From Mark Cohen’s article in Forbes, “A recent study of the British legal market commissioned by LexisNexis and Judge Business School at Cambridge University contains a stark finding: ‘There is unambiguous evidence of a significant and persistent disconnect between law firms and their clients.’ The disconnect has resulted in a steady migration of work from firms to corporate legal departments as well as a growing client receptivity to service providers and other non-traditional sources for legal services.
A stunning 40% of clients in the LexisNexis survey noted that senior partners of their law firms lacked more than a basic knowledge of their businesses.”
This last item is where your opportunity lies.
What business issues, problems, and challenges are your clients and prospects concerned with, and talking about? Better yet, which ones are emerging, that they’ll have to be concerned with before long?
Learn your client’s business so you’ll know what’s important to their future, not their past. That way, your ideas and you will be relevant to them, and they’ll have a reason to pay attention to you and include you in their internal discussions because they perceive you as someone with something worthwhile to contribute.
This level of understanding enables the kind of provocative discussion that The Challenger Sale revealed as most effective. In this approach, the seller leads with insight and challenges client assumptions. To have any chance at that, you have to understand the client’s business, if not better than they do, at least as well.
“How could I possibly know all my clients’ businesses that well? They spend all day, every day in that business. I have clients in many types of businesses. That’s just not possible.”
You’re right, of course. Nobody can have a thorough understanding of multiple industries and businesses. Therein lies the problem and the solution. Your current mix of clients is the product of years, maybe decades, of random client acquisition, where you probably limited your attention solely to the nature of the legal matter in front of you.
That’s not going to work any longer.
Now, any proactive marketing and sales should be concentrated in a single industry that houses a high concentration of the business problem or situation that drives demand for your most valuable service. That way, you have only one business to study and keep up to speed on. Sure, companies within the industry have different circumstances, but there are more similarities than differences.

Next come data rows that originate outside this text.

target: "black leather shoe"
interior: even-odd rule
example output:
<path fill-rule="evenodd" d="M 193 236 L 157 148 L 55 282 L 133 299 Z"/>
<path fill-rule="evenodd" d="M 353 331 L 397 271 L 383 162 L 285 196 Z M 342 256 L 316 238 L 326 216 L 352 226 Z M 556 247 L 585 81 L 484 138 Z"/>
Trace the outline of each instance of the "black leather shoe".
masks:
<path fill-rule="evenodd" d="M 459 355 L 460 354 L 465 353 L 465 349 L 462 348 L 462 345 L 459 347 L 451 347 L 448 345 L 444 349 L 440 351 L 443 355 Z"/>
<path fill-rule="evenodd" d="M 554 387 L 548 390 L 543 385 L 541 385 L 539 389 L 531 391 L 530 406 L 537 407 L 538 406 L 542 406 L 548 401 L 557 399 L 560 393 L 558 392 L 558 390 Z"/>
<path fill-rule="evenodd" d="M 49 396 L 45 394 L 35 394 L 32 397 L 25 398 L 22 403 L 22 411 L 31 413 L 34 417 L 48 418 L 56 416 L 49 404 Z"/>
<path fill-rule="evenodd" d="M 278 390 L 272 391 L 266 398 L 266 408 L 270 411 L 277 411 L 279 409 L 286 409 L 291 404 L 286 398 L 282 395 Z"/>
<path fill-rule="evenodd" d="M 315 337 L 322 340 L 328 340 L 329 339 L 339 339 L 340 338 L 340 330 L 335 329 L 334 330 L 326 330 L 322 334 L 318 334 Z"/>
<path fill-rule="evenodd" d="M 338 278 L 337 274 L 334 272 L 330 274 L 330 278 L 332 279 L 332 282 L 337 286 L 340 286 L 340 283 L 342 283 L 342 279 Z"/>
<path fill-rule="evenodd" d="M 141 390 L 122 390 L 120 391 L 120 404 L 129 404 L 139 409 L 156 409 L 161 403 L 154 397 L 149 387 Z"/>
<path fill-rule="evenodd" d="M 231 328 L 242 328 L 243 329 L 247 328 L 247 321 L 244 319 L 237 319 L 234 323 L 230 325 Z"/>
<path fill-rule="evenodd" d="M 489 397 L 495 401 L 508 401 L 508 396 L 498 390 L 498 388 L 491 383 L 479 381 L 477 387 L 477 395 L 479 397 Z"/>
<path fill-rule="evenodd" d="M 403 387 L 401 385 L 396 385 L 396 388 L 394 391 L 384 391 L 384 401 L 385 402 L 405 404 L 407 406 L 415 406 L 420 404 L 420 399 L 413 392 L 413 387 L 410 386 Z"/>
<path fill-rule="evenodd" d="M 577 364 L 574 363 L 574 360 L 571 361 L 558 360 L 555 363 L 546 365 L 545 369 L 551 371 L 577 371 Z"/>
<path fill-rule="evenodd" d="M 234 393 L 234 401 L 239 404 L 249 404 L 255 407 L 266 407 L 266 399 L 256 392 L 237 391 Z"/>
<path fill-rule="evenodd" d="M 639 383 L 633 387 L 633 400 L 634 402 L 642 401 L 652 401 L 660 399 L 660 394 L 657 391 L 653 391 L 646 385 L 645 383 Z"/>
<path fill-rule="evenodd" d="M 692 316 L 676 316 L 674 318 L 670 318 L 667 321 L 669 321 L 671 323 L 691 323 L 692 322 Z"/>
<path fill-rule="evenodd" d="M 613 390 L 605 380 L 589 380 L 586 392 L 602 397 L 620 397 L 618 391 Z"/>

Let’s say you’re an Employment lawyer, and most of your work is helping companies protect themselves against departing employees making improper use of proprietary knowledge at their new employer. With intellectual property now making up a huge percentage of almost any company’s assets, the old mindset would say, “I can help any company. They all have this problem.” True, but only after you’ve been found and chosen.
Instead, take a look at the Regulatory Technology space. RegTech is emerging, growing rapidly, and has tentacles throughout regulated industries. What if you focused on the banking/financial service industry? Your firm likely already has historical relationships with banks. All of them are embracing FinTech, which intersects inexorably with RegTech. Now, all you have to do is keep up with developments in financial services. That’s one industry, and essentially one business.
The variations aren’t that important. No more so than my business is focused solely on law firms. There are different sizes and types of firms, and while their circumstances cause them to address problems differently, and at different scale, they all face essentially the same problems. I have only one business to keep up with.